Oleh: Harsa Permata
Sebenarnya
persoalan penguasa Indonesia dan neoliberalisme ini sudah teramat
sering diangkat dalam berbagai tulisan. Hanya saja dalam realitas
politik dan ekonomi Indonesia, kepentingan neoliberalisme masih saja
cukup dominan. Walaupun kemudian ada individu atau kelompok yang
menyerang individu atau kelompok lainnya secara politik dengan
menggunakan isu neoliberalisme, semua hanya sebatas kampanye hitam untuk
saling menjatuhkan secara politik.
Hal
ini pernah terjadi pada tahun 2009, ketika cawapres SBY, yaitu Boediono
diserang oleh lawan-lawan politiknya dengan isu ini. Ia juga dikatakan
mewakili kepentingan neoliberal di Indonesia.
Walaupun
pada kenyataannya memang, selama kebijakan-kebijakan politik
pemerintahan SBY-Boediono tunduk pada kepentingan neoliberal. Hal yang
jelas-jelas kelihatan sebagai perwujudan kepentingan neoliberal pada
pemerintahan SBY-Boediono, adalah kebijakan kenaikan harga Bahan Bakar
Minyak (BBM), yang merupakan konsekuensi dari kepatuhan Indonesia pada
resep ekonomi ala IMF (International Monetary Fund), yaitu pencabutan
subsidi-subsidi rakyat, seperti BBM, listrik, telpon, pendidikan, dan
lain-lain.
Tapi
persoalannya kemudian, para lawan politik SBY-Boediono pun ketika itu
sebenarnya setali tiga uang. Mengapa demikian? Yang pertama adalah kubu
Megawati yang diusung PDIP, ketika yang bersangkutan berkuasa, harga BBM
juga dinaikkan. Bahkan rezim Megawati tercatat menaikkan harga BBM,
listrik, dan telepon secara serentak pada tahun 2002.
Yang
kedua adalah kubu Jusuf Kalla, yang ketika itu dicapreskan oleh Partai
Golkar. Selama 5 tahun berkuasa, rezim SBY-JK telah menaikkan harga BBM
sebanyak 3 kali. Puncaknya pada tahun 2008, kenaikan harga BBM diikuti
oleh aksi penolakan yang luas dan diwarnai kerusuhan.
Oleh
karena itu, pada masa pilpres (pemilihan presiden) 2009, isu
neoliberalisme yang disuarakan para politisi, tak lebih dari sekedar
maling teriak maling (meminjam satu baris lirik lagu Sumbang, Iwan
Fals).
Maling teriak maling
Sembunyi balik dinding
Pengecut lari terkencing-kencing
Kembali
pada tahun 2014, pasca pemilu legislatif, sikap menghamba pada
neoliberalisme ini dipertontonkan secara gamblang oleh PDIP dan Jokowi.
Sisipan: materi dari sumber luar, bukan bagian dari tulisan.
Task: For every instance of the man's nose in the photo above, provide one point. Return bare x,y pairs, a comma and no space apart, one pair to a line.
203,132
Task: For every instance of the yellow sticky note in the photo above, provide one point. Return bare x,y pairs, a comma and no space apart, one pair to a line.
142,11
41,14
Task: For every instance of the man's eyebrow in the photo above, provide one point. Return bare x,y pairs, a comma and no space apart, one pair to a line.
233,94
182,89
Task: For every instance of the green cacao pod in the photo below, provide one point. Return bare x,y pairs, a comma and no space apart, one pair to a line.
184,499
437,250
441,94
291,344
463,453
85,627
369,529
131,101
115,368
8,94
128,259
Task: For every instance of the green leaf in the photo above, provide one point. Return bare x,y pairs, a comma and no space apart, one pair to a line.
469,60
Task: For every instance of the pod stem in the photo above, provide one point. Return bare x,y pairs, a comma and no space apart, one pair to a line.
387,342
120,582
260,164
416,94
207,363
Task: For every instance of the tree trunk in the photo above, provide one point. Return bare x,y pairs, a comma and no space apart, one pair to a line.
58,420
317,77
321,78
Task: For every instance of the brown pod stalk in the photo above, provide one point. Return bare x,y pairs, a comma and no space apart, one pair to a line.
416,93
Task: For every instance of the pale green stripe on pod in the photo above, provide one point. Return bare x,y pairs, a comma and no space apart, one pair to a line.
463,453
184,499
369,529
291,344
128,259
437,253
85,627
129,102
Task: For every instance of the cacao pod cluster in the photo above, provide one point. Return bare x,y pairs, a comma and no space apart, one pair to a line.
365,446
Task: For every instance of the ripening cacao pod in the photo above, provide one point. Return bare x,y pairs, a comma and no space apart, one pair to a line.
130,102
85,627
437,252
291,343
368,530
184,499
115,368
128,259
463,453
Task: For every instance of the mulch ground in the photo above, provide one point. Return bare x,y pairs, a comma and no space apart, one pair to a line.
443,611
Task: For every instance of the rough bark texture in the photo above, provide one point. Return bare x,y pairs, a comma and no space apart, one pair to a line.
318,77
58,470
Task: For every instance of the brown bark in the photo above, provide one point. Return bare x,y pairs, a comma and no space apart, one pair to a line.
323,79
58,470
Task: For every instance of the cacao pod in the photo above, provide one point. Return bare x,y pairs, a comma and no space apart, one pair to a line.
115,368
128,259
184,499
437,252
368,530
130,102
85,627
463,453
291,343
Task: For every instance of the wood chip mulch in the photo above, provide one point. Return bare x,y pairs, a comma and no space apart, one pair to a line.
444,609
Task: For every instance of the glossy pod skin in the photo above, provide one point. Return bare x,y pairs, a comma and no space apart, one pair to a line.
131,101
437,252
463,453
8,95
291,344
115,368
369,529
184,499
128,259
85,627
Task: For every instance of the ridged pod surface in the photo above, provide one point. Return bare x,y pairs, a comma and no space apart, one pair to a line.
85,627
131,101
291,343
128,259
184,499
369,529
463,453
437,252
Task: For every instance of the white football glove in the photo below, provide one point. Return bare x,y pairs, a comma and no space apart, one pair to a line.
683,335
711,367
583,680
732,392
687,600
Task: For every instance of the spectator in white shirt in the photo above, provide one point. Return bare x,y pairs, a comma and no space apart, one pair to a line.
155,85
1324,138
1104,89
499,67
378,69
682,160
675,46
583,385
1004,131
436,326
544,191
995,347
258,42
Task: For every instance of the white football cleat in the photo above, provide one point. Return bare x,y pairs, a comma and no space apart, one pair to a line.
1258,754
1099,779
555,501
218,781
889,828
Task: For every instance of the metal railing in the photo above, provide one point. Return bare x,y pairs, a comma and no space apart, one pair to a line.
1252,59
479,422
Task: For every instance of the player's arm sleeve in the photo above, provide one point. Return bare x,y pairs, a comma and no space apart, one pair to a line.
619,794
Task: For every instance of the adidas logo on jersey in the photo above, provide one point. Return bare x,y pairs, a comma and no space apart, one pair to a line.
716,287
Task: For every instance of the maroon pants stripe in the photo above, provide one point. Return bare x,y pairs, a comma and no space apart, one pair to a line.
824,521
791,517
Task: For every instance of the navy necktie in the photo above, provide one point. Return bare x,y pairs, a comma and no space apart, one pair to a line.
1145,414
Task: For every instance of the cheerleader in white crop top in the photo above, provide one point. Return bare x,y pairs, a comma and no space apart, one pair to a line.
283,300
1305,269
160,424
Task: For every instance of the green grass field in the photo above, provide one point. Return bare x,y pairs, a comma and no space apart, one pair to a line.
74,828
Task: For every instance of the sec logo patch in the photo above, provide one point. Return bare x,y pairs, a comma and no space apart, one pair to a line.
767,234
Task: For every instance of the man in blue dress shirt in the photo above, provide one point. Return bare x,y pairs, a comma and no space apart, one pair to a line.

Menggelikan memang, entah karena kedunguan politik, atau memang karena
ketidakrapian struktur organisasi, sehingga sikap kolaborator ini bisa
terbongkar ke media.
Walaupun
dikatakan hal ini sebagai konflik kepentingan kubu fundamentalis
Katolik dan Kristen, seperti pendapat M. Sembodo di website tikusmerah,
sebenarnya ini bukanlah persoalan pertarungan antar faksi berbasis
agama, yang mendukung Jokowi. Akan tetapi hal ini adalah cerminan
kontradiksi antar kapitalis untuk berebut kekuasaan di Indonesia.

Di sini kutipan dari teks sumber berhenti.